L'Assemblée générale des Nations Unies a adopté le 25 septembre 2015 un programme de développement durable à l'horizon 2030 (Programme 2030), repris dans un document intitulé « Transformer notre monde : le Programme de développement durable à l'horizon 2030 » PDF. Ne laisser personne de côté, tel est l'objectif de ce nouveau programme qui a également l'ambition de transformer le monde dans lequel nous vivons.

  • Objectif 1: Éliminer la pauvreté sous toutes ses formes et partout dans le monde
  • Objectif 2: Éliminer la faim, assurer la sécurité alimentaire, améliorer la nutrition et promouvoir l’agriculture durable
  • Objectif 3: Permettre à tous de vivre en bonne santé et promouvoir le bien-être de tous à tout âge
  • Objectif 4: Assurer l’accès de tous à une éducation de qualité, sur un pied d’égalité, et promouvoir les possibilités d’apprentissage tout au long de la vie
  • Objectif 5: Parvenir à l’égalité des sexes et autonomiser toutes les femmes et les filles
  • Objectif 6: Garantir l’accès de tous à l’eau et à l’assainissement et assurer une gestion durable des ressources en eau
  • Objectif 7: Garantir l’accès de tous à des services énergétiques fiables, durables et modernes à un coût abordable
  • Objectif 8: Promouvoir une croissance économique soutenue, partagée et durable, le plein emploi productif et un travail décent pour tous
  • Objectif 9: Bâtir une infrastructure résiliente, promouvoir une industrialisation durable qui profite à tous et encourager l’innovation
  • Objectif 10: Réduire les inégalités dans les pays et d’un pays à l’autre
  • Objectif 11: Faire en sorte que les villes et les établissements humains soient ouverts à tous, sûrs, résilients et durables
  • Objectif 12: Établir des modes de consommation et de production durables
  • Objectif 13: Prendre d’urgence des mesures pour lutter contre les changements climatiques et leurs répercussions
  • Objectif 14: Conserver et exploiter de manière durable les océans, les mers et les ressources marines aux fins du développement durable
  • Objectif 15: Préserver et restaurer les écosystèmes terrestres, en veillant à les exploiter de façon durable, gérer durablement les forêts, lutter contre la désertification, enrayer et inverser le processus de dégradation des terres et mettre fin à l’appauvrissement de la biodiversité
  • Objectif 16: Promouvoir l’avènement de sociétés pacifiques et ouvertes à tous aux fins du développement durable, assurer l’accès de tous à la justice et mettre en place, à tous les niveaux, des institutions efficaces, responsables et ouvertes à tous
  • Objectif 17: Renforcer les moyens de mettre en œuvre le partenariat mondial pour le développement durable et le revitaliser

Il constitue le nouveau cadre de développement mondial reposant sur 17 objectifs de développement durable déclinés en 169 cibles dans les domaines de l'économie, du développement social et de la protection de l'environnement. L'élimination de la pauvreté est le premier objectif de ce programme dont l'approche s'avère beaucoup plus ambitieuse que celle des objectifs du Millénaire pour le développement (OMD) car il prévoit non seulement d'atteindre ces objectifs mais également de répondre aux difficultés croissantes découlant de l'interdépendance entre les dimensions économiques, sociales et environnementales du développement.
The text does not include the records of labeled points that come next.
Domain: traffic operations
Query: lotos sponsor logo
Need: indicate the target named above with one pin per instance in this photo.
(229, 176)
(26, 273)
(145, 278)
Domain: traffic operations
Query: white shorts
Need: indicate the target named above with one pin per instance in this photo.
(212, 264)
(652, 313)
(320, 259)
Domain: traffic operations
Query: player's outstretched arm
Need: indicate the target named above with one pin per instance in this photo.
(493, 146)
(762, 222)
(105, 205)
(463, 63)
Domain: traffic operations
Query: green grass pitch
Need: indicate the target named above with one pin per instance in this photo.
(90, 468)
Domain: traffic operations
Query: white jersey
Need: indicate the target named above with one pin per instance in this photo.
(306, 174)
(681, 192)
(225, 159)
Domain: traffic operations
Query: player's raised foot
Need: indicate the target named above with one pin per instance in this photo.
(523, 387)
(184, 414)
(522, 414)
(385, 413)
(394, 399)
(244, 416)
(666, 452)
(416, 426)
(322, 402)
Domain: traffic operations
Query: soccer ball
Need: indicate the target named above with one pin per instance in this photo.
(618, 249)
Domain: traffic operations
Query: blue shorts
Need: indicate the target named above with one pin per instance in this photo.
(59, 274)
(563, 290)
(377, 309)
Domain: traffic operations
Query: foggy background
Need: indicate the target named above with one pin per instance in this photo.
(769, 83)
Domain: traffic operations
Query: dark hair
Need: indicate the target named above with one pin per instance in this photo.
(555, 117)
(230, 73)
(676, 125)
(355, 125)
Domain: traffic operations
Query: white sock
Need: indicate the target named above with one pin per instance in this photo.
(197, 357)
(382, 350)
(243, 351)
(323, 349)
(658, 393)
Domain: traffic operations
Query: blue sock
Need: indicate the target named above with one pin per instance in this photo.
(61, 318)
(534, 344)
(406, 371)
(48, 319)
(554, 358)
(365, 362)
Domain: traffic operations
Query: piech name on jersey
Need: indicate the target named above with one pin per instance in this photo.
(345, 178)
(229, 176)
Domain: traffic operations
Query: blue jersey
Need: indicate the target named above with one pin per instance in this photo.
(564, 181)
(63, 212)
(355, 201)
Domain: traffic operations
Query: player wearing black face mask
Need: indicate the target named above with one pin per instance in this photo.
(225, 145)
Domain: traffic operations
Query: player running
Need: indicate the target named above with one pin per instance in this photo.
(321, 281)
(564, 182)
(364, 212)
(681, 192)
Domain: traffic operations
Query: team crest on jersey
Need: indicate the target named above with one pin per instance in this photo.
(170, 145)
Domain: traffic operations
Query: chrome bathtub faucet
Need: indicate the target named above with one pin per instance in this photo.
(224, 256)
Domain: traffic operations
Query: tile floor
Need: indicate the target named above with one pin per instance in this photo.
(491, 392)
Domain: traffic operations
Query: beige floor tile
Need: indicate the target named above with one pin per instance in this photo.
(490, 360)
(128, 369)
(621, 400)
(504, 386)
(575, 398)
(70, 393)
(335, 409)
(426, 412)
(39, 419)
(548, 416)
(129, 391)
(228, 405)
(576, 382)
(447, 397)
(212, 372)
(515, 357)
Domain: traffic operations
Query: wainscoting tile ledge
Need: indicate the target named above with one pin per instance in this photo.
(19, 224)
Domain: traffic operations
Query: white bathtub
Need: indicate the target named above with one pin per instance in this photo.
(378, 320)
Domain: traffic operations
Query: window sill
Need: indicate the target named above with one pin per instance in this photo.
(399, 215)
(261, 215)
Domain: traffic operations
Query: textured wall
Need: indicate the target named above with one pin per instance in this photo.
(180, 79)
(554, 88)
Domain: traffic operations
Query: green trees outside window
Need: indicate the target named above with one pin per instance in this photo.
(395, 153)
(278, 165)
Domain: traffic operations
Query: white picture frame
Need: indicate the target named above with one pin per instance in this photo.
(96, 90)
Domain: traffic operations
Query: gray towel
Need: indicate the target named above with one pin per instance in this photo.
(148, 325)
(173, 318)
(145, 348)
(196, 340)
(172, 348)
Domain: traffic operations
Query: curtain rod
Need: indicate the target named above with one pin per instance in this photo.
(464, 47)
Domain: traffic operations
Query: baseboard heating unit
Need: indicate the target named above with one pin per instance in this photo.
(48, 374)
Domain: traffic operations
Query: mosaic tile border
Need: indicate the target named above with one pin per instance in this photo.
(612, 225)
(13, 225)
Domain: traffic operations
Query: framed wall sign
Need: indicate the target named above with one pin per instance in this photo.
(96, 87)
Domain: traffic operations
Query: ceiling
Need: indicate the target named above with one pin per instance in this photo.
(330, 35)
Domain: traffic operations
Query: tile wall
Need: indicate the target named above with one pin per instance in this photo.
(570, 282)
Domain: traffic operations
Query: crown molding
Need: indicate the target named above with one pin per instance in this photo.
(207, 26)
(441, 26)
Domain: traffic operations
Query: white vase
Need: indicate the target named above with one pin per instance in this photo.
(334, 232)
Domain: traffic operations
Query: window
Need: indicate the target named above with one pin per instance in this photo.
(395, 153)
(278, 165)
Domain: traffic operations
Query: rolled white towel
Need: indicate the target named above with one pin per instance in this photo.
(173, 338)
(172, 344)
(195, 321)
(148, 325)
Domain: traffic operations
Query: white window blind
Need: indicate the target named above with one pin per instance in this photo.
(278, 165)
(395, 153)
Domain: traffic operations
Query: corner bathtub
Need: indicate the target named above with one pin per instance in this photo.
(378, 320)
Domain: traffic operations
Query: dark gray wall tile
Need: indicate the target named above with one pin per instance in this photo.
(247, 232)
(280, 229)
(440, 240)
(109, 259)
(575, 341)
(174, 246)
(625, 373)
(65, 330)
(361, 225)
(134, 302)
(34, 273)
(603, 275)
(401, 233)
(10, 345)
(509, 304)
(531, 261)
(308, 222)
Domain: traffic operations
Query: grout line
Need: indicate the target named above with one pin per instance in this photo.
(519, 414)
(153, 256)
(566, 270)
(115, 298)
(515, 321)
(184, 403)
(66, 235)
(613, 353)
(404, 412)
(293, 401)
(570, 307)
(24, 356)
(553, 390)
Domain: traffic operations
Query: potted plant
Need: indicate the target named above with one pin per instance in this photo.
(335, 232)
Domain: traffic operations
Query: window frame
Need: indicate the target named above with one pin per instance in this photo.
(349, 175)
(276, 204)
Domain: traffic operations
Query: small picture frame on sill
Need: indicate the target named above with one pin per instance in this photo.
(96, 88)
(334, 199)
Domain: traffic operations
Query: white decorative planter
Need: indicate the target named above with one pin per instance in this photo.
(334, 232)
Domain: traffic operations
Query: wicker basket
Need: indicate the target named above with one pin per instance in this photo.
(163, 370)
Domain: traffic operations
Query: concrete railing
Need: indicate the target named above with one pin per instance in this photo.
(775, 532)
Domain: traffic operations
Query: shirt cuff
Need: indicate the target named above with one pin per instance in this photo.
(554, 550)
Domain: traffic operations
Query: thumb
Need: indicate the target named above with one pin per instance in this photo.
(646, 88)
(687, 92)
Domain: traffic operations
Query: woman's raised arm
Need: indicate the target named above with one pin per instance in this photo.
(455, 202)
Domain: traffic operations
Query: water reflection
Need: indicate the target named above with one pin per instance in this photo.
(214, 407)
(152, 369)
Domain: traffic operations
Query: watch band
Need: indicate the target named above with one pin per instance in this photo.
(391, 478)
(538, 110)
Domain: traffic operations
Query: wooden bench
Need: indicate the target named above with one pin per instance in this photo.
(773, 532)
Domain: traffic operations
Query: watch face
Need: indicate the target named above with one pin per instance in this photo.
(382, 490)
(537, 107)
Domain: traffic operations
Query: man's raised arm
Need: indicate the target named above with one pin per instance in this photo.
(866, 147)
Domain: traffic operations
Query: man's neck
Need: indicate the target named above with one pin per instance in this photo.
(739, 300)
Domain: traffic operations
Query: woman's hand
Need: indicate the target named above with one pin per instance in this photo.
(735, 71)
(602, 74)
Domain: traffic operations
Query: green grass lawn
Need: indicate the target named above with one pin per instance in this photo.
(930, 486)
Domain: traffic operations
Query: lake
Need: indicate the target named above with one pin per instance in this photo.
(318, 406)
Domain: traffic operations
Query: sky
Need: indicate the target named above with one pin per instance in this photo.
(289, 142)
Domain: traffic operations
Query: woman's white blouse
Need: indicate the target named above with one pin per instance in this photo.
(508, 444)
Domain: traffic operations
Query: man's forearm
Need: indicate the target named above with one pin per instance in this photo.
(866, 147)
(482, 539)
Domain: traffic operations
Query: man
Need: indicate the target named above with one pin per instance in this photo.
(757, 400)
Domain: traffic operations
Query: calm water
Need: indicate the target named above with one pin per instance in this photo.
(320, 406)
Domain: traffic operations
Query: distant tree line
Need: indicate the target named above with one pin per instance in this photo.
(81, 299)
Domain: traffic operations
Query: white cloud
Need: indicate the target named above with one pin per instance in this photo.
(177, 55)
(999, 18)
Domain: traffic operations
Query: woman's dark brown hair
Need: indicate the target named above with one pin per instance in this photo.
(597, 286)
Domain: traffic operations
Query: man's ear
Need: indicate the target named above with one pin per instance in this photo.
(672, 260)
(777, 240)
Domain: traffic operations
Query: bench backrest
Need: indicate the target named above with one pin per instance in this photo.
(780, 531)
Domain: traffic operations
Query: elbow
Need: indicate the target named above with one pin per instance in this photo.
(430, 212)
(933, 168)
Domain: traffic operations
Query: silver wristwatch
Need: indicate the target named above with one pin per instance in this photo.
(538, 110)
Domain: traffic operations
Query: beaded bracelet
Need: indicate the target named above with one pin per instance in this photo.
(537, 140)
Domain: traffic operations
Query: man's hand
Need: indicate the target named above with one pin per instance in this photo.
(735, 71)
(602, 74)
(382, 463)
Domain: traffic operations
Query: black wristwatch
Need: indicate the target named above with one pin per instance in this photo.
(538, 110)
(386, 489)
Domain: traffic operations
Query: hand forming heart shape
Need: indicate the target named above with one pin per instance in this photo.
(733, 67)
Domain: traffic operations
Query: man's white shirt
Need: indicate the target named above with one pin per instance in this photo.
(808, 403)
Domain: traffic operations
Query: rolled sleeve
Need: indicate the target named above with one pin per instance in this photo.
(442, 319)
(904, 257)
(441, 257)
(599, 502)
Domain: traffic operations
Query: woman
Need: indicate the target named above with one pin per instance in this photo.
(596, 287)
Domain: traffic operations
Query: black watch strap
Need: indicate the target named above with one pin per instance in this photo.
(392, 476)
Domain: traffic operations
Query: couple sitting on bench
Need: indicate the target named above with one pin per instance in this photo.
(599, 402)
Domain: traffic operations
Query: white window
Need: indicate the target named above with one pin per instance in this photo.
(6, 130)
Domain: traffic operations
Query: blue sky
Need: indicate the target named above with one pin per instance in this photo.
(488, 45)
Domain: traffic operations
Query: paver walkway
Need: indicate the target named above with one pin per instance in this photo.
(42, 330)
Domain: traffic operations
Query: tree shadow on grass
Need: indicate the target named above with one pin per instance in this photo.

Les objectifs de développement durable sont au cœur de ce nouveau programme pour le développement. Son caractère universel offre la possibilité de s'engager dans un nouveau type de partenariat pour faire face aux défis mondiaux. L'Afrique peut notamment s'en prévaloir pour établir des partenariats couvrant l'ensemble des objectifs afin qu'ils soient mis en œuvre. Contrairement aux OMD, le Programme 2030 s'applique à tous les pays riches ou pauvres, développés ou en développement.

Les thèmes exposés, à savoir l'humanité, la planète, la prospérité, la paix et les partenariats, sont tous liés au développement durable. Le document de 29 pages, intitulé « Transformer notre monde : le Programme de développement durable à l'horizon 2030 », affirme dans son préambule :

« Nous sommes résolus à libérer l’humanité de la tyrannie de la pauvreté et du besoin, à prendre soin de la planète et à la préserver. »

Il ajoute :

« Nous sommes déterminés à prendre les mesures audacieuses et porteuses de transformation qui s’imposent d’urgence pour engager le monde sur une voie durable, marquée par la résilience. Et nous nous engageons à ne laisser personne de côté dans cette quête collective. »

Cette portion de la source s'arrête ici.